Both parties seem to agree that driving off the fiscal cliff – i.e., not doing anything to prevent these things from happening – would throw the American economy back into a recession.  That was exactly the position that most politicians adopted in agreeing to Obama’s $1 trillion stimulus in 2009.  But if this turns into a game of chicken like the debt-ceiling deal, some pundits think the Democrats are more willing than the Republicans to go over the cliff.

Back in 2009, the incipient TEA Party provided the vocal opposition to the stimulus and again later with the debt-ceiling deal, but they are surprisingly muted here, primarily because three significant components of the fiscal cliff are various tax increases, which are anathema to the TEA Party.

As a fiscal conservative and a debt hawk, I see a lot of positive things that would come from taking a Thelma & Louise plunge off the cliff:

  1. Everyone, not just the rich, would be asked to pay more.  Shared pain; fewer free riders.
  2. There would be painful cuts to defense and domestic spending.  Again, shared pain.
  3. Individuals would not be allowed to linger on unemployment benefits.  Discouraged dependency.
  4. The full revenue stream to Social Security would be resumed.
  5. Medicare spending would be trimmed.

The major negative result of going off the cliff is that it would over-emphasize short-term pain and ignore long-term reform of the entitlements – Social Security, Medicare, and Medicaid.  Too much short-term pain is what could cause a recession.  By contrast, long-term entitlement reform will save more money with less pain.

I agree with an article in the Washington Post that suggests the fiscal cliff could be a blessing in disguise because it might prompt the parties to reconsider something as big and comprehensive as the Simpson-Bowles solution. 

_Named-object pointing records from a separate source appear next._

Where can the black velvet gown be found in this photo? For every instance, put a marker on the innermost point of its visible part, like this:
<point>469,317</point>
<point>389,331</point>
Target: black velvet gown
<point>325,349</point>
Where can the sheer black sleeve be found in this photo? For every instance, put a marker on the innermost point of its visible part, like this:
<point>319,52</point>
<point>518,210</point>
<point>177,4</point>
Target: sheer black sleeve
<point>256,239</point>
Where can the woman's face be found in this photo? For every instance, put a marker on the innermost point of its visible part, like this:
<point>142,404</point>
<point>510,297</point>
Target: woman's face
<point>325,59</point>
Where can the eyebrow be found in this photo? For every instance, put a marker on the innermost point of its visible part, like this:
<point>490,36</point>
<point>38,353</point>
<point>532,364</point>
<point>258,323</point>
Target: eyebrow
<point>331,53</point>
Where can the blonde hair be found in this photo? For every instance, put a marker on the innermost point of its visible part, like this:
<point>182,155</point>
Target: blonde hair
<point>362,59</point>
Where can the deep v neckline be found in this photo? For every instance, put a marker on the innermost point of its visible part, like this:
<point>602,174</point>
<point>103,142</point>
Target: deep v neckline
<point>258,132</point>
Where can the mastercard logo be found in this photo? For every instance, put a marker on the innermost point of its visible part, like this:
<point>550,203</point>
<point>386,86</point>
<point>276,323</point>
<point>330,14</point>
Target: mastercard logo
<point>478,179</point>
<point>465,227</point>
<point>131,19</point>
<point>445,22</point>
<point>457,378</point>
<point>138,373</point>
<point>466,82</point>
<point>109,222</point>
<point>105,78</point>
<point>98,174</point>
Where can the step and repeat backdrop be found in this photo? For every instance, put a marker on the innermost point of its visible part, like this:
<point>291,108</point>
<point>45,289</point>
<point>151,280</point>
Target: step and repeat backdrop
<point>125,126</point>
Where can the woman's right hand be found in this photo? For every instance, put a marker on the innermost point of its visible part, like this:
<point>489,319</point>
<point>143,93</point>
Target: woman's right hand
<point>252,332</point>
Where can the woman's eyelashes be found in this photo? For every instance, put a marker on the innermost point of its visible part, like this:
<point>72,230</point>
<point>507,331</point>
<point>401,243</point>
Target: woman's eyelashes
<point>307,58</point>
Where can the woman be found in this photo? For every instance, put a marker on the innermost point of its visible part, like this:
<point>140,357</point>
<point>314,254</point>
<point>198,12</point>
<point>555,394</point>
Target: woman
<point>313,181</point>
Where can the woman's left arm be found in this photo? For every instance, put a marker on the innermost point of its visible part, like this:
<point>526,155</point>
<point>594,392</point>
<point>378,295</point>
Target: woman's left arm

That is why Republicans should reject President Obama’s press-conference proposal to first raise taxes on the rich and then later consider tax and entitlement reform.  Instead, the increased taxes need to be the incentive to force the Democrats into agreeing to entitlement reform.

If this turns into a game of chicken, however, some pundits think Obama and the Democrats are now more willing to go over the cliff because they could blame any subsequent recession on the Republicans.  (Am I mixing metaphors?)   

This is getting interesting.  Either way, I see significant progress toward balancing America’s budget.